If you argue that the people cannot have the same time as a group of consultants then you might assume that the people ‚in the process‘ have to be busy all the time to not harm the economic performance of the organization. However, this is hardly ever true. Even if a decrease in process-utilization would harm the companies bottom line this process utilization is never equally dependent on every person involved in the process. People who do not work within a ‚bottleneck work center‘ have always the capacity to support colleagues in process improvement. This is especially true if people support colleagues in different corporate functions (for example the purchasing department may support the fulfillment department ‚downstream‘ a shared process). This is possible since no special domain knowledge is necessary to optimize a process by using common sense.
If the people in an organization have no experience in process optimization than a hyper-specialized consulting company (type number one) can bring in the knowledge on how to do it right. The difference here is that the knowledge on how to cause positive change remains in the organization long after the consulting contract is expired.
This example can be seen in newly formed agile teams that learn from experienced consultants how to perform meaningful retrospectives and how to improve by collaborating with their senior management in order to continually remove severe impediments.
In addition, we should orient people in organizations meaningful toward the customer's needs. This immediately reveals a whole set of relevant process improvements that have a positive impact on the customer and on the people within an organization.
People in organizations are experts on things that don‘t work outright. They talk about those impediments all the time. You don‘t need external staff to collect those impediments. Since people always strive for acknowledgment and positive reinforcement managers can focus their attention on those who collaboratively remove impediments already. This can lead to a chimney effect in which more and more people show interest in impediment removal. If you then allow people to perform meaningful changes within ‚their own process‘ they receive the autonomy to continually change its own working environment without heavy frictions.
Since some impediments cannot be removed within a process but ‚above‘, the management may collect those impediments carefully. It is not necessary to immediately remove every impediment mentioned, however, re-occurring impediments are worth considering with full management-attention. As long as relevant impediments are removed by the management you don‘t have to worry that the people don‘t identify new room for improvement.

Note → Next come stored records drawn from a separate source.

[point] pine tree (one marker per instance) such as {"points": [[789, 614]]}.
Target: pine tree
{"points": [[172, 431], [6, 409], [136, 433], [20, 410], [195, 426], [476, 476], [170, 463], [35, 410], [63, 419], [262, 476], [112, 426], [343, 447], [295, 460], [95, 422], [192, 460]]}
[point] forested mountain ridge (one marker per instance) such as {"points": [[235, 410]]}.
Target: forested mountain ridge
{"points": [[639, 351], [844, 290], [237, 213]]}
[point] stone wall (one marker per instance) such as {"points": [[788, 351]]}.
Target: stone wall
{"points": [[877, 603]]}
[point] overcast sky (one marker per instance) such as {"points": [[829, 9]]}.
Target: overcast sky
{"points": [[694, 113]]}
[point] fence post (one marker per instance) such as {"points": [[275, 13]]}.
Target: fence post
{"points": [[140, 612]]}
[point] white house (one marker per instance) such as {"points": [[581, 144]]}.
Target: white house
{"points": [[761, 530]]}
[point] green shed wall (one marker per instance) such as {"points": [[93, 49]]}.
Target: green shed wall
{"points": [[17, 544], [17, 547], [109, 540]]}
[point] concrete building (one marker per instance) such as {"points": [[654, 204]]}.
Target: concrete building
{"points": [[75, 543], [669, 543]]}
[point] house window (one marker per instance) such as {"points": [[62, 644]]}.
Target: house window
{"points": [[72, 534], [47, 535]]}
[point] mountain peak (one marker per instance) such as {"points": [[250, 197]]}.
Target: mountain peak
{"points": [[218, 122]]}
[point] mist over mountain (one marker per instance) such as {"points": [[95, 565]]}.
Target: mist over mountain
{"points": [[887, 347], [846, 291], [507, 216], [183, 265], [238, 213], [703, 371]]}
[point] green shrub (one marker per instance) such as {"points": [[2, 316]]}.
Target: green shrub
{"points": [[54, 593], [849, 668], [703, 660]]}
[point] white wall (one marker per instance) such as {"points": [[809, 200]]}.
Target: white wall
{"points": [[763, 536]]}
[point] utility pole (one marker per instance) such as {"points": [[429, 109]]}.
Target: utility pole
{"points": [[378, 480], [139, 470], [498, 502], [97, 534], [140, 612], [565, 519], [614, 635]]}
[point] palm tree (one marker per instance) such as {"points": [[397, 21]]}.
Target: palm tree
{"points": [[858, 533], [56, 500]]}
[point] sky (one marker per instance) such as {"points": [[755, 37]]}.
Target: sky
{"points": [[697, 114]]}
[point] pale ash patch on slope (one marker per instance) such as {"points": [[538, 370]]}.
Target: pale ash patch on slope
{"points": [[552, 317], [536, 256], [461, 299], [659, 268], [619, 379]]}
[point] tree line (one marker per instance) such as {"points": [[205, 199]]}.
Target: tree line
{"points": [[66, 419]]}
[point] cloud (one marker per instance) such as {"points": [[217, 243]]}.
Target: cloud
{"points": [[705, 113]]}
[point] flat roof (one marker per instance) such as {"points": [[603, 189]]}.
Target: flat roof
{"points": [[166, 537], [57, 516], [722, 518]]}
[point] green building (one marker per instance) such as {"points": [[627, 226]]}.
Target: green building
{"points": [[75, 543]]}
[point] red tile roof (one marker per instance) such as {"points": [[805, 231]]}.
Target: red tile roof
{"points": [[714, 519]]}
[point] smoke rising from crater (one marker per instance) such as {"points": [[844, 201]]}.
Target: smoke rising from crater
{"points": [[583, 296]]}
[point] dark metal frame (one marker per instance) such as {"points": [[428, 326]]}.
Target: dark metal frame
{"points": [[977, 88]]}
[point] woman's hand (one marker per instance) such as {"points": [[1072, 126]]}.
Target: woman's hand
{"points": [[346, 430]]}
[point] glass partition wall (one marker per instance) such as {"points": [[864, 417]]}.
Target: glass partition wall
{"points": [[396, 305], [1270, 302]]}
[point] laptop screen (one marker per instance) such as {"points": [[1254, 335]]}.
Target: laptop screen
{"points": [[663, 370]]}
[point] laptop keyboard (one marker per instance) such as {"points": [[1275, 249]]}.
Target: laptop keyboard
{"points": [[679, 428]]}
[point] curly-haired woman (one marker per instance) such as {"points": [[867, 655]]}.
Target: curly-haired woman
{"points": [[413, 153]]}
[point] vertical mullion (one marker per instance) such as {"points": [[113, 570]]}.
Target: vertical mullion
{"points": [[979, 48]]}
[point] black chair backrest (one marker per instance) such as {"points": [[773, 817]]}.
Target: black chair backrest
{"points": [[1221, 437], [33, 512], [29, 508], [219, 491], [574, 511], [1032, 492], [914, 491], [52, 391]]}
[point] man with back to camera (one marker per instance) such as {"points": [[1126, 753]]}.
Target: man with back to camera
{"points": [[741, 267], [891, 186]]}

Sometimes people in organizations recognize that they have a problem which they cannot solve with existing knowledge — for example, they recognize that they need a radically increased level of automation in invoice recognition or software integration testing. This is fine. This knowledge gap again can be closed by using the hyper-specialized consultants (type one) and, if the capacity for implementation is not available within that organization, you may ask a realization consultancy (type two) for help. Just make sure that the investment in those consulting companies results in positive future bottom-line results and that the knowledge used in the consulting projects remains vibrant in your organization after the consultants left.
Honestly, I have no idea what amount of money could be saved if organizations would abandon process optimization consultancies. I guess it is a lot. I highly recommend to critically inspect your organizations‘ consulting contracts. Avoid that consultancies take away your wristwatch to tell you what time it is.